A Pair of Adam Period Giltwood Armchairs Attributed to John Linnell
Origination: English
Circa: 1770

This impressive pair of armchairs relates to a suite of seat furniture of circa 1770-1775 attributed to furniture-maker John Linnell (H. Hayward and P. Kirkham, William and John Linnell, London, 1980, p.44, figs.84-85), one armchair of which is now preserved in the Victoria and Albert Museum, London (fig.1). The attribution is further strengthened by similarities to features found in a Linnell drawing of circa 1768-1770 (op cit. p.43, fig.83).
The distinctive use of swags to the tops of the legs were also utilized by Linnell in ormolu, notably on a set of eight chairs made for Robert Child at Osterley Park (op cit. pp.38, fig. 71), games tables supplied to both the Duke of Northumberland for Alnwick Castle and Viscount Scarsdale for Kedleston Hall (op cit. pp. 141-143, figs. 279-281). Similarly, the fluting of the seat-rails and bell-flower carving is mirrored in the marquetry designs found on Linnell’s case furniture of this period.

ROBERT ADAM & JOHN LINNELL
According to Helena Hayward in her book William & John Linnell, no evidence has come to light to determine the personal relationship between Robert Adam & John Linnell but they worked for the same client so frequently that at the very least they must have had mutual respect. Not only was the designing of furniture for a client shared between them but on occasion, they would both provide designs for the same piece from which the client could decide. On other occasions, designs provided by Adam were interpreted and even amended by Linnell rather than simply reproducing. This certainly implies that they had a very good relationship.

Reference
Helena Hayward & Pat Kirkham William & John Linnell, Eighteenth Century London Furniture Makers.

Exhibited

The Franco-British Exhibition of 1908 by White, Allom & Co.

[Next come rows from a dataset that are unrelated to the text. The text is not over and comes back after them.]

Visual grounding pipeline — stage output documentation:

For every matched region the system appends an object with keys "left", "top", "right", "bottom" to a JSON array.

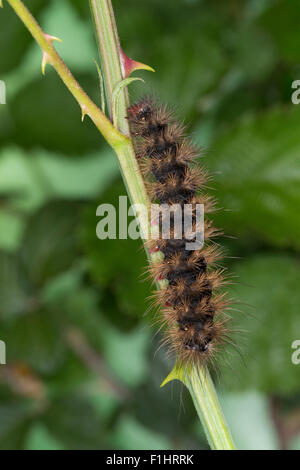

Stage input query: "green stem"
[
  {"left": 162, "top": 364, "right": 236, "bottom": 449},
  {"left": 89, "top": 0, "right": 151, "bottom": 240},
  {"left": 187, "top": 369, "right": 235, "bottom": 450},
  {"left": 90, "top": 0, "right": 236, "bottom": 450},
  {"left": 4, "top": 0, "right": 126, "bottom": 149},
  {"left": 89, "top": 0, "right": 128, "bottom": 126}
]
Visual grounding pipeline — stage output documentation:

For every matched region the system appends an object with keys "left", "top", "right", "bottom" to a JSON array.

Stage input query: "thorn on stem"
[
  {"left": 41, "top": 35, "right": 62, "bottom": 75},
  {"left": 120, "top": 48, "right": 154, "bottom": 78},
  {"left": 81, "top": 104, "right": 88, "bottom": 122},
  {"left": 41, "top": 51, "right": 50, "bottom": 75},
  {"left": 44, "top": 33, "right": 63, "bottom": 44}
]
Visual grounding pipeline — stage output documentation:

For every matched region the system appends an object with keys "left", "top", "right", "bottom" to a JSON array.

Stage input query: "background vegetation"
[{"left": 0, "top": 0, "right": 300, "bottom": 450}]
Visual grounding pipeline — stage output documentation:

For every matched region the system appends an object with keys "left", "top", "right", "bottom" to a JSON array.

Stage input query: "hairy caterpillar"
[{"left": 128, "top": 97, "right": 231, "bottom": 369}]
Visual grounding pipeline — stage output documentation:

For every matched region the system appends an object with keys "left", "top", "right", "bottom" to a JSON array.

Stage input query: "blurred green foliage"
[{"left": 0, "top": 0, "right": 299, "bottom": 450}]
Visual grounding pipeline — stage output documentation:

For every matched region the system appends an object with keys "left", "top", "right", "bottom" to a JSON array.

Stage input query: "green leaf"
[
  {"left": 9, "top": 74, "right": 104, "bottom": 154},
  {"left": 2, "top": 0, "right": 96, "bottom": 96},
  {"left": 55, "top": 287, "right": 105, "bottom": 351},
  {"left": 36, "top": 149, "right": 119, "bottom": 199},
  {"left": 206, "top": 106, "right": 300, "bottom": 250},
  {"left": 222, "top": 254, "right": 300, "bottom": 394},
  {"left": 43, "top": 395, "right": 105, "bottom": 449},
  {"left": 0, "top": 0, "right": 45, "bottom": 74},
  {"left": 220, "top": 391, "right": 278, "bottom": 450},
  {"left": 0, "top": 401, "right": 33, "bottom": 450},
  {"left": 102, "top": 325, "right": 150, "bottom": 388},
  {"left": 41, "top": 0, "right": 97, "bottom": 72},
  {"left": 44, "top": 352, "right": 91, "bottom": 397},
  {"left": 20, "top": 201, "right": 80, "bottom": 286},
  {"left": 3, "top": 309, "right": 65, "bottom": 374},
  {"left": 0, "top": 252, "right": 32, "bottom": 319},
  {"left": 225, "top": 22, "right": 275, "bottom": 82},
  {"left": 0, "top": 147, "right": 119, "bottom": 213},
  {"left": 0, "top": 147, "right": 50, "bottom": 212},
  {"left": 0, "top": 210, "right": 24, "bottom": 252},
  {"left": 260, "top": 0, "right": 300, "bottom": 63},
  {"left": 112, "top": 415, "right": 171, "bottom": 450},
  {"left": 114, "top": 0, "right": 227, "bottom": 117},
  {"left": 25, "top": 423, "right": 64, "bottom": 450},
  {"left": 81, "top": 180, "right": 151, "bottom": 323}
]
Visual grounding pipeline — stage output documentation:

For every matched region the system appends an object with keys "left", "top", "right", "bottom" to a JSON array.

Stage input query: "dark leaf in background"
[
  {"left": 222, "top": 255, "right": 300, "bottom": 395},
  {"left": 0, "top": 252, "right": 32, "bottom": 319},
  {"left": 21, "top": 200, "right": 80, "bottom": 287},
  {"left": 0, "top": 401, "right": 33, "bottom": 450},
  {"left": 132, "top": 345, "right": 209, "bottom": 450},
  {"left": 81, "top": 180, "right": 152, "bottom": 326},
  {"left": 206, "top": 106, "right": 300, "bottom": 251},
  {"left": 260, "top": 0, "right": 300, "bottom": 64},
  {"left": 113, "top": 0, "right": 228, "bottom": 118},
  {"left": 0, "top": 0, "right": 45, "bottom": 74},
  {"left": 9, "top": 73, "right": 104, "bottom": 154},
  {"left": 2, "top": 309, "right": 65, "bottom": 375},
  {"left": 43, "top": 394, "right": 105, "bottom": 450}
]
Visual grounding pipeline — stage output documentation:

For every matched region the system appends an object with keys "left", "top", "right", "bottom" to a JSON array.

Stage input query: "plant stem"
[
  {"left": 89, "top": 0, "right": 236, "bottom": 450},
  {"left": 89, "top": 0, "right": 151, "bottom": 240},
  {"left": 5, "top": 0, "right": 126, "bottom": 149},
  {"left": 162, "top": 364, "right": 236, "bottom": 449},
  {"left": 184, "top": 367, "right": 236, "bottom": 449},
  {"left": 89, "top": 0, "right": 128, "bottom": 126}
]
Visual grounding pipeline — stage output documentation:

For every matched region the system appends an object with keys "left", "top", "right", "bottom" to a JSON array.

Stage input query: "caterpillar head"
[{"left": 128, "top": 100, "right": 153, "bottom": 122}]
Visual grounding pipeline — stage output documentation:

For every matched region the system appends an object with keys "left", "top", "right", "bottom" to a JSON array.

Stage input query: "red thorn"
[{"left": 120, "top": 48, "right": 155, "bottom": 78}]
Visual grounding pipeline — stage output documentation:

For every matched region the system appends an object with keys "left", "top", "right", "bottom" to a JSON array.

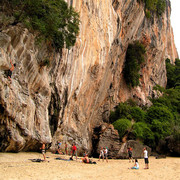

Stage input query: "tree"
[
  {"left": 132, "top": 122, "right": 154, "bottom": 145},
  {"left": 109, "top": 102, "right": 132, "bottom": 123},
  {"left": 113, "top": 119, "right": 131, "bottom": 139},
  {"left": 0, "top": 0, "right": 80, "bottom": 50},
  {"left": 130, "top": 106, "right": 146, "bottom": 122},
  {"left": 146, "top": 106, "right": 174, "bottom": 124}
]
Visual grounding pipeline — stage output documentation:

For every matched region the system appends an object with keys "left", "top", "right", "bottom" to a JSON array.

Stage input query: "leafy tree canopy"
[
  {"left": 0, "top": 0, "right": 80, "bottom": 50},
  {"left": 113, "top": 119, "right": 132, "bottom": 139},
  {"left": 146, "top": 106, "right": 174, "bottom": 124}
]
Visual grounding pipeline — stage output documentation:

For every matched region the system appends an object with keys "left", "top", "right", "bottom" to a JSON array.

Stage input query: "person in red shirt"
[{"left": 71, "top": 143, "right": 77, "bottom": 160}]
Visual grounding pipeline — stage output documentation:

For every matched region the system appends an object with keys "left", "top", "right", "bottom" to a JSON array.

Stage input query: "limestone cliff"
[{"left": 0, "top": 0, "right": 178, "bottom": 153}]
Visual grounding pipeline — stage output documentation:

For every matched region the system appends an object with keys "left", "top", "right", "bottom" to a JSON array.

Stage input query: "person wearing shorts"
[
  {"left": 99, "top": 147, "right": 104, "bottom": 161},
  {"left": 143, "top": 147, "right": 149, "bottom": 169},
  {"left": 71, "top": 143, "right": 77, "bottom": 160},
  {"left": 40, "top": 143, "right": 46, "bottom": 161},
  {"left": 127, "top": 147, "right": 133, "bottom": 162},
  {"left": 104, "top": 147, "right": 108, "bottom": 162}
]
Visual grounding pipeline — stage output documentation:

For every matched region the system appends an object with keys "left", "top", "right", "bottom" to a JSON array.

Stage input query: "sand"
[{"left": 0, "top": 152, "right": 179, "bottom": 180}]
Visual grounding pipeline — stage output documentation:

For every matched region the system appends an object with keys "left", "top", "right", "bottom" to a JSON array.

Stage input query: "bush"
[
  {"left": 113, "top": 119, "right": 131, "bottom": 139},
  {"left": 130, "top": 106, "right": 146, "bottom": 122},
  {"left": 151, "top": 119, "right": 172, "bottom": 140},
  {"left": 166, "top": 58, "right": 180, "bottom": 88},
  {"left": 132, "top": 122, "right": 147, "bottom": 140},
  {"left": 156, "top": 0, "right": 166, "bottom": 16},
  {"left": 145, "top": 0, "right": 158, "bottom": 11},
  {"left": 109, "top": 103, "right": 132, "bottom": 123},
  {"left": 146, "top": 106, "right": 174, "bottom": 124},
  {"left": 145, "top": 10, "right": 151, "bottom": 18},
  {"left": 123, "top": 41, "right": 146, "bottom": 88},
  {"left": 138, "top": 0, "right": 166, "bottom": 17},
  {"left": 132, "top": 122, "right": 154, "bottom": 144},
  {"left": 151, "top": 86, "right": 180, "bottom": 114}
]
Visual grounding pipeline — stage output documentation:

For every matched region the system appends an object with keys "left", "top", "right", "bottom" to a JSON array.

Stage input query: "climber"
[{"left": 4, "top": 59, "right": 16, "bottom": 82}]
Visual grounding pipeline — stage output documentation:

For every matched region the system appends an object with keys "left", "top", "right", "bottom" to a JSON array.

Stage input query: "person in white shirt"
[
  {"left": 104, "top": 147, "right": 108, "bottom": 162},
  {"left": 99, "top": 147, "right": 104, "bottom": 161},
  {"left": 130, "top": 159, "right": 139, "bottom": 169},
  {"left": 143, "top": 147, "right": 149, "bottom": 169}
]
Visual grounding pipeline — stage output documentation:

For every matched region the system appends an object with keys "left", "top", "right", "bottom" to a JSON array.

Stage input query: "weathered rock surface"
[
  {"left": 89, "top": 124, "right": 152, "bottom": 159},
  {"left": 0, "top": 0, "right": 179, "bottom": 154},
  {"left": 0, "top": 26, "right": 53, "bottom": 151},
  {"left": 117, "top": 140, "right": 151, "bottom": 159},
  {"left": 92, "top": 123, "right": 121, "bottom": 158},
  {"left": 156, "top": 136, "right": 180, "bottom": 156}
]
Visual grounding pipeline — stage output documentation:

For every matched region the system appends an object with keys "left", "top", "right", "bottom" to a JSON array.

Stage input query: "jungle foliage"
[
  {"left": 111, "top": 59, "right": 180, "bottom": 148},
  {"left": 0, "top": 0, "right": 80, "bottom": 50}
]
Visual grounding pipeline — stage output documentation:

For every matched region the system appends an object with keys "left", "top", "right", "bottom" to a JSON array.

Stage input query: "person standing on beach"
[
  {"left": 127, "top": 147, "right": 133, "bottom": 162},
  {"left": 71, "top": 143, "right": 77, "bottom": 160},
  {"left": 65, "top": 142, "right": 68, "bottom": 155},
  {"left": 104, "top": 147, "right": 108, "bottom": 162},
  {"left": 57, "top": 141, "right": 62, "bottom": 154},
  {"left": 40, "top": 143, "right": 46, "bottom": 161},
  {"left": 98, "top": 147, "right": 104, "bottom": 161},
  {"left": 143, "top": 147, "right": 149, "bottom": 169}
]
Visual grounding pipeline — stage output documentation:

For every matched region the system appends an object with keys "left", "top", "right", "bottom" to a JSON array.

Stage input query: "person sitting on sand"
[
  {"left": 40, "top": 143, "right": 46, "bottom": 161},
  {"left": 82, "top": 152, "right": 90, "bottom": 163},
  {"left": 129, "top": 159, "right": 139, "bottom": 169},
  {"left": 99, "top": 147, "right": 104, "bottom": 161}
]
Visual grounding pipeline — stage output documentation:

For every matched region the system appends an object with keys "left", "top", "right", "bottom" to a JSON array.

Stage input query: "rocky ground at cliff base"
[{"left": 0, "top": 152, "right": 179, "bottom": 180}]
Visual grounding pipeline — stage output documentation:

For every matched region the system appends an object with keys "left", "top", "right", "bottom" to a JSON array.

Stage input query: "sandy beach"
[{"left": 0, "top": 152, "right": 179, "bottom": 180}]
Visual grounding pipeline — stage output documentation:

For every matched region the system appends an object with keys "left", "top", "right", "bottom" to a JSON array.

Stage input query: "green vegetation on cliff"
[
  {"left": 111, "top": 58, "right": 180, "bottom": 148},
  {"left": 166, "top": 58, "right": 180, "bottom": 88},
  {"left": 0, "top": 0, "right": 80, "bottom": 50},
  {"left": 138, "top": 0, "right": 166, "bottom": 17},
  {"left": 123, "top": 41, "right": 146, "bottom": 88}
]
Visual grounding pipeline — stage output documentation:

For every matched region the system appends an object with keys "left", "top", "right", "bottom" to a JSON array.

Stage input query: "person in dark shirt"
[{"left": 4, "top": 59, "right": 16, "bottom": 82}]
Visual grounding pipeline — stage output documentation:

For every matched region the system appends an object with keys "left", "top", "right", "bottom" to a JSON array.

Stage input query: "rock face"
[
  {"left": 0, "top": 0, "right": 179, "bottom": 153},
  {"left": 117, "top": 140, "right": 151, "bottom": 159},
  {"left": 0, "top": 26, "right": 52, "bottom": 151},
  {"left": 156, "top": 136, "right": 180, "bottom": 156},
  {"left": 92, "top": 123, "right": 121, "bottom": 158}
]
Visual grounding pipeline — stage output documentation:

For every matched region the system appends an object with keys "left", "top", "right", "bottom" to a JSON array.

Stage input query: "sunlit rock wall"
[
  {"left": 0, "top": 0, "right": 178, "bottom": 152},
  {"left": 53, "top": 0, "right": 178, "bottom": 151}
]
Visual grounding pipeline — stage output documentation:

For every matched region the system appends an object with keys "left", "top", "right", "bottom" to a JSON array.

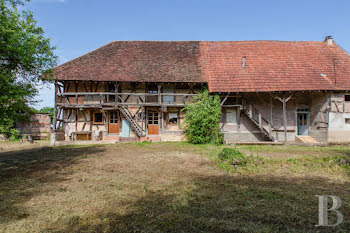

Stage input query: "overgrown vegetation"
[
  {"left": 218, "top": 147, "right": 247, "bottom": 165},
  {"left": 0, "top": 0, "right": 57, "bottom": 138},
  {"left": 182, "top": 89, "right": 222, "bottom": 144}
]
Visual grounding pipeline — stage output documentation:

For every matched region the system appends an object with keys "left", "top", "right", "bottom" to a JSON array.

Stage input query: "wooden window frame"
[
  {"left": 109, "top": 111, "right": 119, "bottom": 124},
  {"left": 168, "top": 112, "right": 179, "bottom": 126},
  {"left": 93, "top": 111, "right": 104, "bottom": 125},
  {"left": 345, "top": 95, "right": 350, "bottom": 102}
]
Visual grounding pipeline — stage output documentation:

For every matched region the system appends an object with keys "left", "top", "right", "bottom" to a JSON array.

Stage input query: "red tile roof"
[
  {"left": 201, "top": 41, "right": 350, "bottom": 92},
  {"left": 53, "top": 40, "right": 350, "bottom": 92},
  {"left": 53, "top": 41, "right": 203, "bottom": 83}
]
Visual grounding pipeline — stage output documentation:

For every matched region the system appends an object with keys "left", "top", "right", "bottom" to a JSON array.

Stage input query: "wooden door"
[
  {"left": 297, "top": 113, "right": 309, "bottom": 136},
  {"left": 121, "top": 120, "right": 130, "bottom": 137},
  {"left": 148, "top": 111, "right": 159, "bottom": 135},
  {"left": 108, "top": 112, "right": 119, "bottom": 134}
]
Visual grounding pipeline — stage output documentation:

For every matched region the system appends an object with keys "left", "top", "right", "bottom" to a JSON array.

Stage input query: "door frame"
[
  {"left": 108, "top": 111, "right": 120, "bottom": 134},
  {"left": 296, "top": 107, "right": 310, "bottom": 136},
  {"left": 147, "top": 110, "right": 159, "bottom": 135}
]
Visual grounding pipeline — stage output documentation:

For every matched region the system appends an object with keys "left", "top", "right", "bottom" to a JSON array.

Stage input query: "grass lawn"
[{"left": 0, "top": 141, "right": 350, "bottom": 232}]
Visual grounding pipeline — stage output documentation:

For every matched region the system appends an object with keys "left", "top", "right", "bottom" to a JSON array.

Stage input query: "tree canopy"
[{"left": 0, "top": 0, "right": 57, "bottom": 136}]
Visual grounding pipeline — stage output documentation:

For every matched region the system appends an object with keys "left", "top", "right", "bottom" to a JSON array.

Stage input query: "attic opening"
[{"left": 242, "top": 56, "right": 246, "bottom": 68}]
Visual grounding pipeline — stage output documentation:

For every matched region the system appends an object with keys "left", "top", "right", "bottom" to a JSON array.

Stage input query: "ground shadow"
[
  {"left": 0, "top": 145, "right": 106, "bottom": 224},
  {"left": 52, "top": 174, "right": 350, "bottom": 233}
]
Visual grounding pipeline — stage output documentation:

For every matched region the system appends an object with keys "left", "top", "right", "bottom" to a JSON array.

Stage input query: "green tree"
[
  {"left": 39, "top": 107, "right": 54, "bottom": 123},
  {"left": 182, "top": 89, "right": 222, "bottom": 144},
  {"left": 0, "top": 0, "right": 57, "bottom": 137}
]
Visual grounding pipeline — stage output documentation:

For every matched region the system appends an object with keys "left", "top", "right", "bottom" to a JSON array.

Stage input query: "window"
[
  {"left": 163, "top": 85, "right": 175, "bottom": 104},
  {"left": 137, "top": 112, "right": 146, "bottom": 122},
  {"left": 109, "top": 112, "right": 118, "bottom": 124},
  {"left": 226, "top": 110, "right": 237, "bottom": 124},
  {"left": 147, "top": 84, "right": 158, "bottom": 103},
  {"left": 168, "top": 113, "right": 178, "bottom": 125},
  {"left": 345, "top": 118, "right": 350, "bottom": 124},
  {"left": 345, "top": 95, "right": 350, "bottom": 102},
  {"left": 148, "top": 112, "right": 158, "bottom": 125},
  {"left": 93, "top": 112, "right": 104, "bottom": 124}
]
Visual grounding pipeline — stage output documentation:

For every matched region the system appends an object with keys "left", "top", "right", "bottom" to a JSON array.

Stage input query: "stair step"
[
  {"left": 241, "top": 105, "right": 275, "bottom": 142},
  {"left": 295, "top": 136, "right": 318, "bottom": 144}
]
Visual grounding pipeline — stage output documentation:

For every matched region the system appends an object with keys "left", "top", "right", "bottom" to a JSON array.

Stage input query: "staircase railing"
[
  {"left": 241, "top": 99, "right": 277, "bottom": 141},
  {"left": 118, "top": 106, "right": 144, "bottom": 137}
]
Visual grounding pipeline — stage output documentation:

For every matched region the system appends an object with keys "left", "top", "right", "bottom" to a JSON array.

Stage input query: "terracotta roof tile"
[
  {"left": 200, "top": 41, "right": 350, "bottom": 92},
  {"left": 53, "top": 41, "right": 203, "bottom": 83},
  {"left": 53, "top": 40, "right": 350, "bottom": 92}
]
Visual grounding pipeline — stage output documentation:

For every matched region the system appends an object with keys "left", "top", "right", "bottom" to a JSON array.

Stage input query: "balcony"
[{"left": 57, "top": 92, "right": 198, "bottom": 108}]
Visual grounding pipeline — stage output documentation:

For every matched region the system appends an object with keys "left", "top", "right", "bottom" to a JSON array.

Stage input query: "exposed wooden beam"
[{"left": 221, "top": 94, "right": 230, "bottom": 106}]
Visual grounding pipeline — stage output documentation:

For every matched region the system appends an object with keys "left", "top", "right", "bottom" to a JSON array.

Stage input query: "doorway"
[
  {"left": 108, "top": 111, "right": 119, "bottom": 134},
  {"left": 148, "top": 111, "right": 159, "bottom": 135},
  {"left": 297, "top": 111, "right": 309, "bottom": 136}
]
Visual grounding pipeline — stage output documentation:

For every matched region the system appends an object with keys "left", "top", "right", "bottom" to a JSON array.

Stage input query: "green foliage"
[
  {"left": 39, "top": 107, "right": 54, "bottom": 123},
  {"left": 182, "top": 89, "right": 222, "bottom": 144},
  {"left": 0, "top": 119, "right": 14, "bottom": 138},
  {"left": 218, "top": 148, "right": 247, "bottom": 166},
  {"left": 9, "top": 128, "right": 20, "bottom": 141},
  {"left": 0, "top": 0, "right": 57, "bottom": 135}
]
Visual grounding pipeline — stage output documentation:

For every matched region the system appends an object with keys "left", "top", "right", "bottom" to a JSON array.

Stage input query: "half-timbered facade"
[{"left": 51, "top": 37, "right": 350, "bottom": 144}]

The 1908 Franco-British Exhibition celebrated the entente cordiale between the two countries that had been signed in 1904. It was a public fair on a 140-acre site in West London, which was visited by about nine million people. The Central Line was specially extended for the exhibition, and two new stations created to provide access. It amounted to a vast fantasy land of white plaster palaces, waterways and trade pavilions. The whole effect was so striking that visitors nicknamed the landscape the Great White City. The buildings are no more, but the name has stuck.
It was the first international exhibition co-organised and sponsored by two countries and was a celebration of British and French industry, business, culture, and empire. The bi-national character of the enterprise was a novelty and intended to “promote the entente cordiale between France and Britain.